The choice is local policy and should be explicit.

13. Relation to Existing Trace Mechanisms

This proposal complements existing trace surfaces.

Current mechanisms already include:

  • WorkflowEnvelope.trace.hop and trace.causality_id,
  • MiddlewareRunResult.traces,
  • JSON-e flow step traces,
  • daemon trace/json-e-flow/... records with step input/output digests,
  • Story-009 workflow step-completion records with memarium_record_id pointers.

Raw Signal Access is different:

  • it is available during the live flow,
  • it may include actual raw input,
  • it is selectively preserved based on reachability analysis,
  • and it is not durable by default.

14. Why This Is an Apophatic Mechanism

Most of the time, the current abstraction should be enough. A component should not need to know what all prior strata looked like.

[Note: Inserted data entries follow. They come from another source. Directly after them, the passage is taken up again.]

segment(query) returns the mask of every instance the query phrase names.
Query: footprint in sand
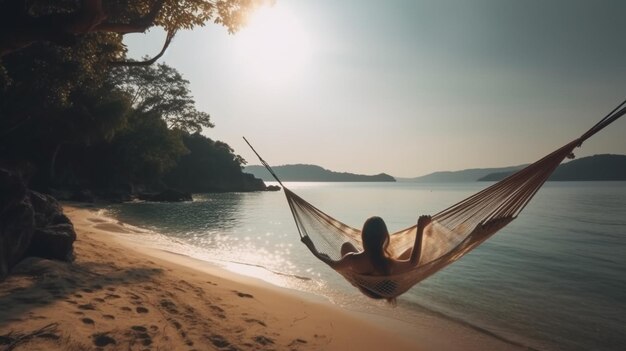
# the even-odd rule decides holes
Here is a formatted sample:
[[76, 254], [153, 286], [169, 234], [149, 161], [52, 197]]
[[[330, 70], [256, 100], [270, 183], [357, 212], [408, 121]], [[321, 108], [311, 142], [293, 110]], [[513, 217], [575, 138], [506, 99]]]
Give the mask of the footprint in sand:
[[306, 344], [308, 344], [308, 342], [306, 340], [304, 340], [304, 339], [295, 339], [294, 341], [289, 343], [289, 345], [287, 345], [287, 346], [289, 346], [291, 348], [295, 348], [295, 347], [298, 347], [298, 346], [301, 346], [301, 345], [306, 345]]
[[110, 315], [110, 314], [103, 314], [102, 318], [104, 318], [104, 319], [115, 319], [115, 316]]
[[126, 306], [124, 306], [124, 307], [120, 307], [120, 309], [121, 309], [122, 311], [132, 311], [132, 310], [133, 310], [132, 308], [130, 308], [130, 307], [126, 307]]
[[255, 336], [253, 339], [256, 343], [261, 344], [263, 346], [271, 345], [274, 343], [274, 340], [263, 335]]
[[91, 336], [93, 338], [93, 344], [98, 347], [104, 347], [107, 345], [115, 345], [117, 342], [112, 337], [108, 336], [107, 333], [97, 333]]
[[256, 323], [256, 324], [262, 325], [264, 327], [267, 327], [267, 324], [265, 324], [265, 322], [260, 321], [258, 319], [248, 318], [248, 319], [244, 319], [244, 321], [246, 321], [247, 323]]
[[210, 308], [213, 310], [213, 312], [215, 313], [216, 316], [218, 316], [219, 318], [226, 318], [226, 316], [224, 315], [224, 310], [218, 306], [210, 306]]
[[96, 323], [93, 321], [93, 319], [91, 319], [91, 318], [82, 318], [80, 321], [81, 321], [81, 322], [83, 322], [83, 323], [85, 323], [85, 324], [90, 324], [90, 325], [94, 325], [94, 324], [96, 324]]
[[234, 292], [235, 294], [237, 294], [237, 296], [239, 296], [239, 297], [245, 297], [245, 298], [248, 298], [248, 299], [254, 298], [254, 295], [251, 295], [251, 294], [246, 294], [246, 293], [243, 293], [243, 292], [241, 292], [241, 291], [232, 290], [232, 292]]
[[178, 309], [176, 308], [176, 304], [168, 299], [161, 300], [161, 307], [163, 307], [167, 312], [171, 314], [178, 314]]
[[80, 308], [81, 310], [95, 310], [96, 307], [90, 303], [84, 304], [84, 305], [78, 305], [78, 308]]
[[148, 329], [146, 329], [146, 327], [141, 325], [133, 325], [132, 327], [130, 327], [130, 329], [132, 330], [133, 334], [135, 334], [135, 337], [141, 341], [141, 344], [143, 346], [152, 345], [152, 338], [147, 333]]
[[211, 340], [211, 343], [218, 348], [226, 348], [230, 346], [230, 343], [228, 342], [228, 340], [226, 340], [223, 336], [218, 335], [218, 334], [213, 334], [209, 336], [209, 340]]
[[145, 307], [137, 307], [135, 311], [137, 311], [137, 313], [148, 313], [148, 309]]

Raw Signal Access exists for cases where the abstraction itself becomes part of the risk. The system must then be able to drill a precise, host-owned hole through the abstraction and show the lower signal without making that hole a general data path.

The rule is:

Preserve the raw signal when any declared reachable contract needs it.
Expose raw context only to the executor or flow whose own contract needs it.
Preserve component inputs only where a declared downstream contract needs them.
Always preserve the path.

Minimal Data Model

RawSignalAccessContext

RawSignalAccessContext:
  causality_id
  component_path[]
  current_payload
  raw_signal?
  component_io_trace[]?

ComponentPathEntry

ComponentPathEntry:
  component_id
  module_id?
  executor_kind?
  capability_id?
  step_id?

ComponentInputTraceEntry

ComponentInputTraceEntry:
  component_id
  input
  input_digest

RawSignalAccessRequirement

RawSignalAccessRequirement:
  requires_raw_signal
  requires_component_io_trace
  reason
  max_raw_signal_bytes?
  max_trace_entry_bytes?
  accepted_hooks[]
  accepted_message_kinds[]

RawSignalPreservationRule

RawSignalPreservationRule:
  hook
  match
  preserve_raw_signal
  preserve_component_io_trace
  expose_to[]
  derived_from_components[]

Open Questions

  1. Should current_payload be an explicit field in the raw-access wrapper, or should it remain the envelope's normal payload?
  2. Should component_path[] live inside WorkflowEnvelope.trace, or in a host wrapper beside the envelope?
  3. Should component I/O trace store only input snapshots, or should it also store output snapshots for terminal and failed components?
  4. How should raw signal access interact with encrypted or sealed payloads?
  5. Which fields must be redacted before raw signal can be exposed to a downstream component?
  6. Should module-report requirements, daemon config, and JSON-e flow config use a strict merge rule where local daemon policy may narrow but never broaden module-declared exposure?

Implementation Direction

The recommended order is:

  1. extend the envelope or host wrapper with component_path[],
  2. add raw-access requirement declarations to middleware config and JSON-e flow config,
  3. implement the preservation-table analysis,
  4. add an executor-input sanitizer that strips raw context unless the current executor or flow is in expose_to[],
  5. expose raw_signal only to the executor or flow whose own declaration requires it,
  6. expose component_io_trace[] only to the executor or flow whose own declaration requires it,
  7. add validation tests proving that unrelated paths do not receive raw signal,
  8. add one Story-009 edge-case fixture that uses raw signal access without writing it to Memarium.

The implementation should start with in-memory propagation only. Durable trace or Memarium integration belongs to a later proposal.